Впрочем, начальство меня вразумило: «Кто же может знать вас лучше, чем вы сами?»
Один из этапов — посещение высших партийных сфер, которые должны были меня не то «проверить на вшивость», как тогда говорилось, не то научить вести себя прилично. Назовем это место «Старая площадь» — где-то примерно там это и находилось.
Прихожу в указанный кабинет. Большой кабинет, метров так на 50. Там огромный письменный стол, гладкий, блестящий и ни одной на нем бумажки или карандашика.
За столом сидит… Как бы это описать? Небольшого роста мужичок, замухрышка — ну нет другого слова, чтоб выразить впечатление! Он естественнее выглядел бы около пивного ларька. В компании других пяти мужичков был бы последним, первые были бы работяги поплечистее.
Вежливо здороваюсь. Он мне указывает на стул. Сажусь и умираю от любопытства. Я же первый раз попала в партийные хоромы всесоюзного уровня. И вот он начинает меня инструктировать, как себя вести. Например, не спать в двухместном купе с незнакомыми мужчинами.

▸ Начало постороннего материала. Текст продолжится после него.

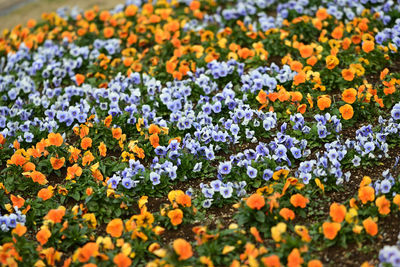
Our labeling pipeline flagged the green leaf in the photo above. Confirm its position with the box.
[256,210,265,223]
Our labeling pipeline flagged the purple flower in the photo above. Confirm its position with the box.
[290,147,301,159]
[121,178,133,189]
[150,172,161,185]
[218,161,232,175]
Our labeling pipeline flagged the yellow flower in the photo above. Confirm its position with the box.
[271,222,287,242]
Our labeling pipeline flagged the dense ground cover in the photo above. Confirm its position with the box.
[0,0,400,267]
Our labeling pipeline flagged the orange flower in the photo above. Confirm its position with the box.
[99,10,111,21]
[113,253,132,267]
[293,71,307,85]
[290,60,303,72]
[149,133,160,148]
[189,0,200,11]
[279,208,295,221]
[261,255,282,267]
[250,226,263,243]
[168,209,183,226]
[375,195,390,215]
[325,55,339,70]
[342,88,357,104]
[299,45,314,58]
[78,242,99,262]
[103,27,114,38]
[44,207,65,223]
[111,128,122,140]
[246,194,265,210]
[329,203,346,223]
[290,91,303,102]
[36,228,51,246]
[99,142,107,157]
[38,186,53,201]
[172,238,193,260]
[306,56,318,66]
[307,260,323,267]
[256,89,268,104]
[86,187,93,196]
[12,223,27,236]
[379,68,389,81]
[363,217,378,236]
[175,194,192,207]
[125,5,138,17]
[287,248,304,267]
[315,8,329,20]
[75,74,85,86]
[106,219,124,237]
[104,115,112,128]
[342,69,354,82]
[67,163,82,179]
[84,10,96,21]
[149,124,161,134]
[50,157,65,170]
[339,104,354,120]
[290,194,310,209]
[297,104,307,114]
[47,133,64,146]
[81,137,92,150]
[11,194,25,209]
[362,41,375,53]
[393,194,400,210]
[317,95,332,110]
[7,154,26,166]
[322,222,341,240]
[358,186,375,204]
[331,26,343,40]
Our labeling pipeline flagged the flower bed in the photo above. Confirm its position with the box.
[0,0,400,267]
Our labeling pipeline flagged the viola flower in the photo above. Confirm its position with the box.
[329,203,347,223]
[322,222,341,240]
[38,186,54,201]
[106,219,124,237]
[375,195,390,215]
[36,227,51,246]
[45,206,65,223]
[168,209,183,226]
[279,208,295,221]
[172,238,193,261]
[363,217,378,236]
[150,172,161,185]
[342,88,357,104]
[81,137,92,150]
[342,69,354,82]
[246,194,265,210]
[287,248,304,267]
[50,157,65,170]
[358,186,375,204]
[290,194,310,209]
[339,104,354,120]
[247,166,257,179]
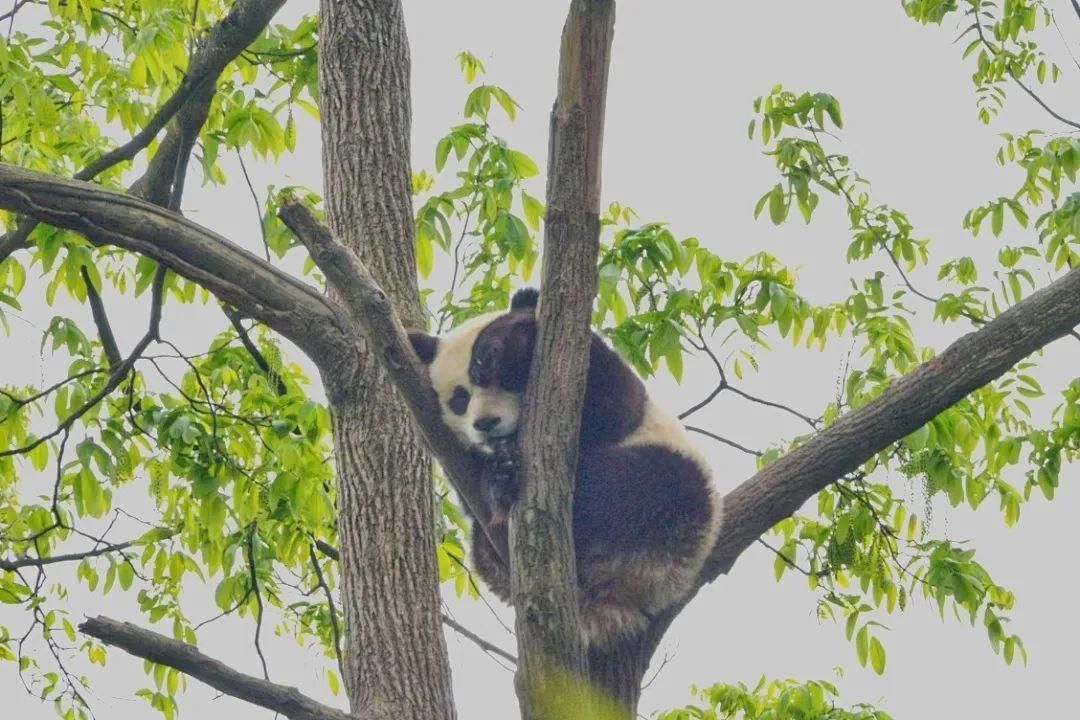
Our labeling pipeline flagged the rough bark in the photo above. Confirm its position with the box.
[510,0,615,720]
[700,263,1080,585]
[79,617,352,720]
[315,0,455,720]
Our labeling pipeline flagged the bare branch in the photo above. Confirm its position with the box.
[700,264,1080,584]
[280,199,505,548]
[0,0,285,260]
[0,163,351,362]
[79,616,355,720]
[0,531,172,571]
[443,613,517,665]
[308,545,345,678]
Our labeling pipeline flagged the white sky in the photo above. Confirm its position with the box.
[0,0,1080,720]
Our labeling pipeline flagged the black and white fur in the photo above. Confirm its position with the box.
[409,289,720,646]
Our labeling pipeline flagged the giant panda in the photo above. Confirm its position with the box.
[409,288,720,648]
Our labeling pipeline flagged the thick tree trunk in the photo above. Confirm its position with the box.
[319,0,455,720]
[510,0,617,720]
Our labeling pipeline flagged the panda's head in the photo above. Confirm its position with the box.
[408,288,538,449]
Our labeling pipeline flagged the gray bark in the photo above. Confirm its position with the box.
[510,0,615,720]
[79,616,352,720]
[315,0,455,720]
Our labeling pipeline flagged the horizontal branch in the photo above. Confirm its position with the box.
[700,263,1080,584]
[279,199,505,557]
[0,163,352,359]
[79,616,354,720]
[0,533,172,572]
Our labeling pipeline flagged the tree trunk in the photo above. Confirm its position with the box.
[319,0,455,720]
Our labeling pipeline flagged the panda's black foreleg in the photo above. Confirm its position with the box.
[485,437,519,517]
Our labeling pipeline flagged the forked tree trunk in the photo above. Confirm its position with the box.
[316,0,455,720]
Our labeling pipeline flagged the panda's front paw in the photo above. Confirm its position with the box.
[487,437,519,513]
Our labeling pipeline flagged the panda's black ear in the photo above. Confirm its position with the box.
[408,330,438,365]
[510,287,540,310]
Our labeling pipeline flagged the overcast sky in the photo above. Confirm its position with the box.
[0,0,1080,720]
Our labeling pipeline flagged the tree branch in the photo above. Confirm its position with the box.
[79,616,355,720]
[0,0,285,261]
[0,163,352,362]
[700,263,1080,584]
[0,531,172,572]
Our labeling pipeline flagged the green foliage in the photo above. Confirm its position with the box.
[657,677,892,720]
[0,0,1080,720]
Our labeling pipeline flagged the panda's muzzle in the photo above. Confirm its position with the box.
[473,415,502,435]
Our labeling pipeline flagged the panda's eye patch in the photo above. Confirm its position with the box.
[446,385,469,415]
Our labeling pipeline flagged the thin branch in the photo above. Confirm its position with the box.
[0,163,353,362]
[279,198,498,561]
[79,268,123,367]
[221,304,288,395]
[442,613,517,665]
[969,11,1080,130]
[0,531,172,571]
[0,0,285,260]
[79,616,356,720]
[308,545,345,678]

И тут я теряю нить разговора, потому что говорит он с перерывами. Скажет два-три слова и замолкает, но губами шевелит беззвучно. Потом продолжает то, что начал, опять перерыв на беззвучное бормотание. «Ух ты! — думаю, — что же это такое?» Пытаюсь разгадать по губам. Нет, все не то, не похоже. И вдруг осенило: да это же матерки!

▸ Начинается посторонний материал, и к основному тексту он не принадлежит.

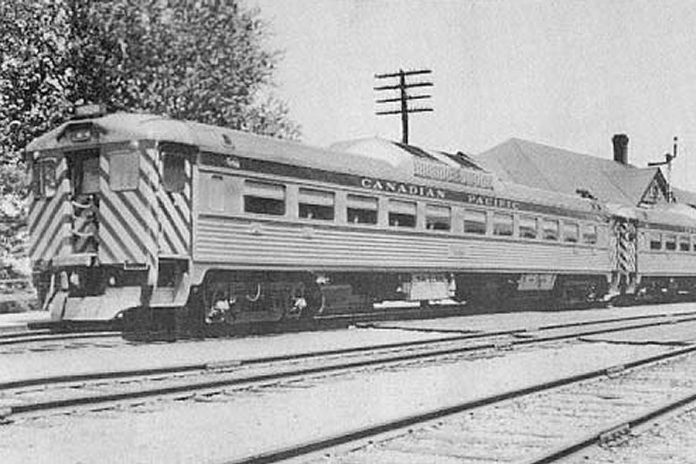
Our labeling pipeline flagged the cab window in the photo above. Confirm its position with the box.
[66,150,100,195]
[162,153,186,193]
[109,151,140,192]
[34,159,58,198]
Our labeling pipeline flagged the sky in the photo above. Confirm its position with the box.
[253,0,696,191]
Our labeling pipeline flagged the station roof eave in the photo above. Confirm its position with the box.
[476,138,666,206]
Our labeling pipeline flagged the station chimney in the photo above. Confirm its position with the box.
[611,134,628,164]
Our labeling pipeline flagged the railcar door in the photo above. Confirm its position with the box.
[609,216,638,294]
[157,143,194,260]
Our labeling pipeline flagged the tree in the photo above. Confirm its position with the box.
[0,0,299,166]
[0,0,299,268]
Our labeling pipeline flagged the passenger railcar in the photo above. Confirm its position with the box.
[21,107,696,336]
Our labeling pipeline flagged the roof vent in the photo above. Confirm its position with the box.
[611,134,628,164]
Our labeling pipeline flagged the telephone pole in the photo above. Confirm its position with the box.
[374,69,433,144]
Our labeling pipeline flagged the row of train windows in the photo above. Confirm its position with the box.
[648,233,696,252]
[239,180,597,244]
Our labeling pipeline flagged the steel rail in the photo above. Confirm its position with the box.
[5,311,696,391]
[224,346,696,464]
[525,392,696,464]
[0,329,119,346]
[0,317,696,417]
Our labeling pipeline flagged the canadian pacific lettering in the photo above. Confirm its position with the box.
[361,177,446,200]
[360,177,520,209]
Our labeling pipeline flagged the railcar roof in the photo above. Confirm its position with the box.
[26,113,597,212]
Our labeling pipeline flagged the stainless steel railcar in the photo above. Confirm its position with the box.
[26,107,696,332]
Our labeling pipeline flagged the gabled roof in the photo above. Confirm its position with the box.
[476,138,665,206]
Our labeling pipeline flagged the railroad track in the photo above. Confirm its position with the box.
[0,313,696,420]
[226,346,696,464]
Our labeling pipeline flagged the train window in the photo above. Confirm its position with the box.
[298,188,334,221]
[563,222,580,243]
[162,153,186,192]
[679,235,691,251]
[582,224,597,245]
[542,219,558,240]
[464,210,486,235]
[648,232,662,250]
[244,180,285,216]
[493,213,513,237]
[34,159,58,198]
[520,216,538,239]
[208,175,225,211]
[389,200,416,227]
[425,205,452,230]
[66,150,100,195]
[109,151,140,192]
[346,194,377,224]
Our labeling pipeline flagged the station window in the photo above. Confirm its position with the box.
[34,159,58,198]
[389,200,416,227]
[520,216,538,239]
[208,175,225,211]
[244,180,285,216]
[346,194,377,224]
[298,188,335,221]
[563,222,580,243]
[542,219,558,240]
[582,224,597,245]
[162,153,186,192]
[425,205,452,230]
[665,235,677,251]
[493,213,513,237]
[648,232,662,250]
[464,210,486,235]
[109,151,140,192]
[679,235,691,251]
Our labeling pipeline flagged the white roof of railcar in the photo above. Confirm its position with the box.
[26,113,598,213]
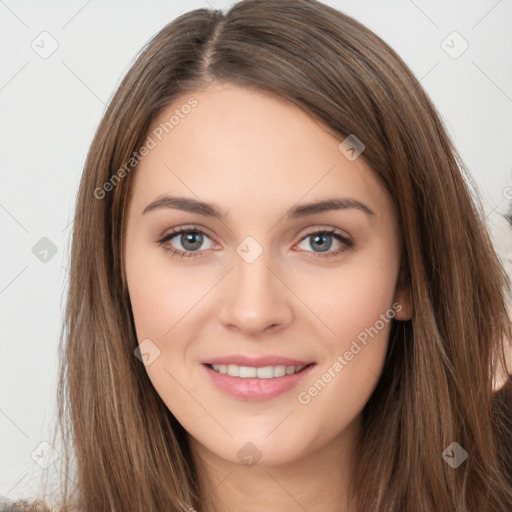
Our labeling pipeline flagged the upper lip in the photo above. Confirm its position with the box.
[202,354,313,368]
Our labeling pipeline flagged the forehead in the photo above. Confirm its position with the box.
[128,84,392,220]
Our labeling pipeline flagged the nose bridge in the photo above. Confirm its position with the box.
[219,242,292,334]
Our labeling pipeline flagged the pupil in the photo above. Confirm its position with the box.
[313,234,331,252]
[181,233,203,251]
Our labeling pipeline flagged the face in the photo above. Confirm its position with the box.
[124,84,410,464]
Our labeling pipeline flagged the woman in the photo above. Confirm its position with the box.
[5,0,512,512]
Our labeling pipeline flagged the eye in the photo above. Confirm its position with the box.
[157,226,354,258]
[157,227,210,258]
[301,228,354,258]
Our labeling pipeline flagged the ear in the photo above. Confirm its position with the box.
[393,286,414,322]
[393,265,414,322]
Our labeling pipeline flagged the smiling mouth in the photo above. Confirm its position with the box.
[206,363,316,379]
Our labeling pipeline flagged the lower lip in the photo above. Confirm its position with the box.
[202,363,315,400]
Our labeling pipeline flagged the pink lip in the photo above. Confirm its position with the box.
[201,355,313,368]
[201,363,316,400]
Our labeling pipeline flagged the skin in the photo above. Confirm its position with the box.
[124,83,411,512]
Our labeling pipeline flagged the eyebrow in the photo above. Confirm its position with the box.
[142,196,375,219]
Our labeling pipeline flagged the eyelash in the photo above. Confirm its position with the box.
[157,226,354,259]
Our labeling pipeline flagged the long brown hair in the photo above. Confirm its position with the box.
[9,0,512,512]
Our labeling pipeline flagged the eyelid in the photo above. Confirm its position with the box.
[156,224,355,259]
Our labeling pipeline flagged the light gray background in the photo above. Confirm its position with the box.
[0,0,512,500]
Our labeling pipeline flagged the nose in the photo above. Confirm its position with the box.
[218,252,293,336]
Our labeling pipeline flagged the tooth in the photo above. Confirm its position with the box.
[228,364,240,377]
[238,366,256,379]
[256,366,274,379]
[273,364,286,377]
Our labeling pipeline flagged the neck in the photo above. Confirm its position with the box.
[189,417,360,512]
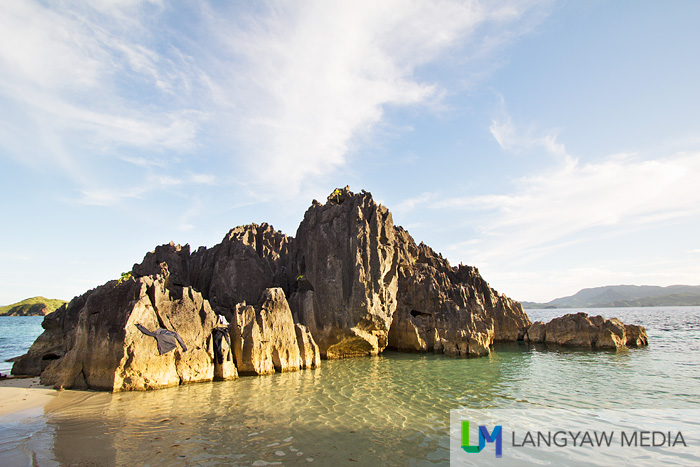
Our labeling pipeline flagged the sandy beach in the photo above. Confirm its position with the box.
[0,377,58,418]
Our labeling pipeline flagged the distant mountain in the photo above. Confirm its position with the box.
[0,297,66,316]
[520,285,700,308]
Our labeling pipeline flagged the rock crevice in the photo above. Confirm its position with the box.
[12,187,647,391]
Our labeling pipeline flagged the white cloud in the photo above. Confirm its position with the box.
[489,96,573,163]
[442,153,700,264]
[0,0,547,207]
[205,1,548,193]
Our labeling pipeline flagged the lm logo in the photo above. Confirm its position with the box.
[462,420,503,457]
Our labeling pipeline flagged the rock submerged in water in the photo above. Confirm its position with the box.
[524,312,649,349]
[12,187,647,392]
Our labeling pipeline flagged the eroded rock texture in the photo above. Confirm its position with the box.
[290,187,398,358]
[389,227,530,356]
[231,288,318,375]
[12,187,647,391]
[525,312,649,349]
[13,276,237,392]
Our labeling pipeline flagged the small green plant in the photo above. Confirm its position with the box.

Вот такие, значит, мужички из подворотни и ведут нас вперед к светлому будущему коммунизма…
Удивляюсь.
Уникум
Прежде, чем построить на Кубе атомную станцию, полагается провести сейсмическое районирование. Я еду на пару с Виктором Мячкиным, новоиспеченным завом лаборатории физики землетрясений. Мы раньше с ним как-то не общались всерьез. Оказалось, с ним интересно поговорить, особенно о физике землетрясений. Он очень внимательно обсуждал еще только зарождавшиеся мои идеи и планы. А о себе говорил, что хоть и стал завлабом, но не такой уж большой ученый, чтобы сплотить кого-то там вокруг своих гениальных идей. Совсем наоборот. Он поставил себе задачей обеспечить сотрудникам возможность развивать их собственные идеи. Гениальные или нет — там видно будет.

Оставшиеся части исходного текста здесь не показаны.